Özetle söylemek gerekirse, kamu görevlilerinin darbe dönemi kılık kıyafet yönetmeliği ile özgürlüklerinin engellendiği bir Türkiye artık geride bırakılmalıdır. Bugün Türkiye''de sivil toplum örgütlerine düşen acil görevlerin başında sivil alanın ve temel özgürlüklerin genişletilebildiği kadar genişletildiği bir dönüşüm dönemine katkı sunarak, bu yolla yeni Türkiye''nin inşasına katkı sağlamaktır.
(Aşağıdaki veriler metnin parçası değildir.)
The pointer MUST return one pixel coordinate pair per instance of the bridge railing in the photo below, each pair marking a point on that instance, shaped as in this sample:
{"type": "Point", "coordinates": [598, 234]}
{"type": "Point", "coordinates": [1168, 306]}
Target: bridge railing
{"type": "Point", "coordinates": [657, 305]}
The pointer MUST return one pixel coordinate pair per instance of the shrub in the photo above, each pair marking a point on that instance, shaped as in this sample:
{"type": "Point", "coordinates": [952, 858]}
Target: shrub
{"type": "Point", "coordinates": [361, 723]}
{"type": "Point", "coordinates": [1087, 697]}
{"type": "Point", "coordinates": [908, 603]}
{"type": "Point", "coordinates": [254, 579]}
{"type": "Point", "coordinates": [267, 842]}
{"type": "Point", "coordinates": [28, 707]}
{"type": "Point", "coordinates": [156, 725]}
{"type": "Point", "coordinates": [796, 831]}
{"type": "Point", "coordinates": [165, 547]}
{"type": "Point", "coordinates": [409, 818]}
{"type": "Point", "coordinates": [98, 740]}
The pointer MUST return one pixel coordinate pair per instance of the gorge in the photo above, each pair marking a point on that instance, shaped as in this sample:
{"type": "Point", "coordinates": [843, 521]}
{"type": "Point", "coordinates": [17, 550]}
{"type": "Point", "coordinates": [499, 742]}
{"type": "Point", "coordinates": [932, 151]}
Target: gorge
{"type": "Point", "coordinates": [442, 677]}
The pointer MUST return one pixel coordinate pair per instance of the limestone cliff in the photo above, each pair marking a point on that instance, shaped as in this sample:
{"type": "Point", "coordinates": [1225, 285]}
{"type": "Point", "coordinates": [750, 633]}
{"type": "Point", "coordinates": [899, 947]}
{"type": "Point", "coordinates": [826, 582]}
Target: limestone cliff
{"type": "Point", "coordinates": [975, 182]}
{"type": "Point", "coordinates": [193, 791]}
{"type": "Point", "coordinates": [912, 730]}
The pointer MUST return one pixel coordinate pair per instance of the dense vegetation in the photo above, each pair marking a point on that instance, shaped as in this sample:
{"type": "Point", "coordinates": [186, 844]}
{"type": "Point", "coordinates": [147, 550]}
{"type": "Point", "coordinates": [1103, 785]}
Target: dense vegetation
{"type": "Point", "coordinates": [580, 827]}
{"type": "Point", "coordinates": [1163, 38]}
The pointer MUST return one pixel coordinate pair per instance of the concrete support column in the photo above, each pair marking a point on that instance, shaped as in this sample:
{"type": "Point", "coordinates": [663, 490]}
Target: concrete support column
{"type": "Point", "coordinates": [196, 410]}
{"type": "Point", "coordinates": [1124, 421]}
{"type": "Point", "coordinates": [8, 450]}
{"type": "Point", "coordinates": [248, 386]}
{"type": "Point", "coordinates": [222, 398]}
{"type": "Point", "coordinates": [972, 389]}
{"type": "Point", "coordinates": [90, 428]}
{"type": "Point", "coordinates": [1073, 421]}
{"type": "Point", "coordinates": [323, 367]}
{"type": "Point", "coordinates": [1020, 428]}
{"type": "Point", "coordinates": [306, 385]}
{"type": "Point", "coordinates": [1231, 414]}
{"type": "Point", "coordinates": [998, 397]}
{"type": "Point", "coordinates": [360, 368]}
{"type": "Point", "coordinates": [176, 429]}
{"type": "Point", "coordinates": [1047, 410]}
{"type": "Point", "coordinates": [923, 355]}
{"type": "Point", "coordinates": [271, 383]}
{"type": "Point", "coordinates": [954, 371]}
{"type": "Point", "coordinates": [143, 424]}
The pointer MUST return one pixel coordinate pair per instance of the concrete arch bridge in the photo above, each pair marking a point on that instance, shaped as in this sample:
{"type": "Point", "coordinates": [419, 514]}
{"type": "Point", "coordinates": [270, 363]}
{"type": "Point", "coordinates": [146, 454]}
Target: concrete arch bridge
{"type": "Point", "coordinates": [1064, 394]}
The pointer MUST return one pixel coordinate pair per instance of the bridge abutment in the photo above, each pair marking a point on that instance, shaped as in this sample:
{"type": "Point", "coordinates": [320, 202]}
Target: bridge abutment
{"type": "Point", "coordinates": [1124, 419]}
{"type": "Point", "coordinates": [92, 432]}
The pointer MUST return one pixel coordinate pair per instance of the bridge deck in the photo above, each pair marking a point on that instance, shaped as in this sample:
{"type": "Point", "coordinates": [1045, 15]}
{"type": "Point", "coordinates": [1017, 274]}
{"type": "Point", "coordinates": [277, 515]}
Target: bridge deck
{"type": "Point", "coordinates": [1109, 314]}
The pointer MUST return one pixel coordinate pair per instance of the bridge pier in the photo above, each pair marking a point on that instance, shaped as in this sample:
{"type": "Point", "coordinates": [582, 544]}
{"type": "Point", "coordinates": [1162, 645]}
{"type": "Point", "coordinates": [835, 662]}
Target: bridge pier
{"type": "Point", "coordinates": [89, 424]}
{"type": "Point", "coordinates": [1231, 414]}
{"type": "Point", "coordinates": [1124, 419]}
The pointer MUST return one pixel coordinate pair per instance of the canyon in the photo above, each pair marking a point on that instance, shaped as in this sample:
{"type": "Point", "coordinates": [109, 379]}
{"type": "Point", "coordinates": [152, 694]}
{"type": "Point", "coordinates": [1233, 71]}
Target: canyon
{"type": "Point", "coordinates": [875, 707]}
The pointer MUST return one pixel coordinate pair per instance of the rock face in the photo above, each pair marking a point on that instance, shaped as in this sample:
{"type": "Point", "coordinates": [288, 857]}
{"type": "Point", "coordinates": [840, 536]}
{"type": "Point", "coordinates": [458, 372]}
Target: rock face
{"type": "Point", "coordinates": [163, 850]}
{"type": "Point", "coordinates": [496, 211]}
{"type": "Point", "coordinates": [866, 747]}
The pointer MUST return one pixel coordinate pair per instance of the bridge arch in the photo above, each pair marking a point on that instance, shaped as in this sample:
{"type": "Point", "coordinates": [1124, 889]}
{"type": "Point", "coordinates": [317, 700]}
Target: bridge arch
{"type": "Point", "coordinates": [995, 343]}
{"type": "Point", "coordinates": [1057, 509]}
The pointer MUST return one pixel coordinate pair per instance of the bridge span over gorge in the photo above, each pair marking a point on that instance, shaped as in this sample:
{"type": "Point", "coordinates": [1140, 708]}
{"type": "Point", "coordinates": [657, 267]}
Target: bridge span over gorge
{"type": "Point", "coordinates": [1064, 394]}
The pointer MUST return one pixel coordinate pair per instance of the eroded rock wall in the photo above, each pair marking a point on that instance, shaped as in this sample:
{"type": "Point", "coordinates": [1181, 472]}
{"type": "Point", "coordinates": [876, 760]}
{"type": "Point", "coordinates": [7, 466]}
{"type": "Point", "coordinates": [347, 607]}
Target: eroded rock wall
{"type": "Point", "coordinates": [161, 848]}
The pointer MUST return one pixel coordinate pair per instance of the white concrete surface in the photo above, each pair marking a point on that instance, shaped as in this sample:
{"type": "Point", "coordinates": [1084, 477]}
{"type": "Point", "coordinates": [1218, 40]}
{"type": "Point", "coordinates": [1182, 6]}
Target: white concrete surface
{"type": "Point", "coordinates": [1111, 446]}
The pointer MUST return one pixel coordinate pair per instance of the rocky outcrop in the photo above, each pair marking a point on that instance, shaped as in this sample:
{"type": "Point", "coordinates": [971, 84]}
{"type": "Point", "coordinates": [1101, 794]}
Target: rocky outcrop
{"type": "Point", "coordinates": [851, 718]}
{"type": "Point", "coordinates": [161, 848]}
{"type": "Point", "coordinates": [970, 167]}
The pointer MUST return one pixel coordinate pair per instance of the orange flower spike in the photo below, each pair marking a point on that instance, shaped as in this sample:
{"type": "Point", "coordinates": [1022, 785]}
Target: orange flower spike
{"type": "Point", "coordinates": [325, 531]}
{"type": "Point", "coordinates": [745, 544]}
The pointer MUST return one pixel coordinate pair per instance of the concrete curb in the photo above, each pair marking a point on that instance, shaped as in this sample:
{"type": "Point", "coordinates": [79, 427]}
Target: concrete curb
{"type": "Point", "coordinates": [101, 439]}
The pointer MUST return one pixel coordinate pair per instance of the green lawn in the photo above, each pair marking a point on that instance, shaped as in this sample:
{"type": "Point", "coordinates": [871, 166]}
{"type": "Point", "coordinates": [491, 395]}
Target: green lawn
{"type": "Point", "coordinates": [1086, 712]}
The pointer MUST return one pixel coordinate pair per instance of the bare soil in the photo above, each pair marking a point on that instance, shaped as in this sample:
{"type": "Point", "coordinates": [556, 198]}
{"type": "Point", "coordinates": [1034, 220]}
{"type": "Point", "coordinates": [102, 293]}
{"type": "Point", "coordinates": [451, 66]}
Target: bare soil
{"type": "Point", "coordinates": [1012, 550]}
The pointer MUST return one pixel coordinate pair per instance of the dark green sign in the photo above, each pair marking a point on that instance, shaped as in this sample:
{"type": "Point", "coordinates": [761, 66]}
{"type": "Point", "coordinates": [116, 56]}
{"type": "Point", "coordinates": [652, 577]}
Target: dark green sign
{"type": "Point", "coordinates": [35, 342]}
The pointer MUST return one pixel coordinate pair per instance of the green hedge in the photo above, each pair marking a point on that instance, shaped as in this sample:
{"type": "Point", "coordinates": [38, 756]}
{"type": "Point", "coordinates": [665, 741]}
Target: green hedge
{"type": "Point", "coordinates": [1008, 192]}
Bu bağlamda düşünüldüğünde Türkiye Kamu-Sen''in bizim kampanyamıza önce karşı çıkıp sonra ayak sürümesi, üye kaybetmenin telaşıyla 5 gün sonra sadece bir hizmet kolunda dil ucuyla destek kararı, KESK''inse cepheden bu temel özgürlüğe karşı çıkması Türkiye''nin geleceği adına düşündürücü ve hazin bir manzarayı ortaya koymaktadır.

Sivil toplum kuruluşu hele hele sendika olup temel bir insan hakkının karşısında olmak olsa olsa vesayet artığı ve yarı militer zihinlere sahip sentetik/sahte sivil toplum kuruluşlarının işi olabilir. Bu dramatik fotoğrafı buradan özellikle kamuoyunun dikkatine sunmak istiyorum.

YENİ TÜRKİYE İÇİN

Sonuç olarak ifade etmek gerekirse, bugün bizim başlattığımız kamuda kılık- kıyafet serbestliğini talep eden kampanya, aslında, Türkiye''nin normalleşmesini talep etmektedir. Sıkı rejim ve kof batılılaşma anlayışlarının hâkim olduğu bir Türkiye''de demokrasiyi, temel insan hak ve özgürlüklerini, genel ahlak ve toplumun inançlarını dikkate almadan yapılmış, üstelik anayasanın ruhuna uygunluk taşımayan bir yönetmelik üzerinden getirilen kamuda kılık-kıyafet sınırlamasını tanımadığımızı kamuoyuna ilan ediyoruz. Yeni, demokratik, özgür ve güçlü bir Türkiye''nin kurulmasının önünde ciddi engellerden birisi olarak gördüğümüz bu yasağın kaldırılması için ne gerekirse yapacağımızı, bunun için sonuna kadar mücadele edeceğimizi muhataplarımıza duyuruyoruz.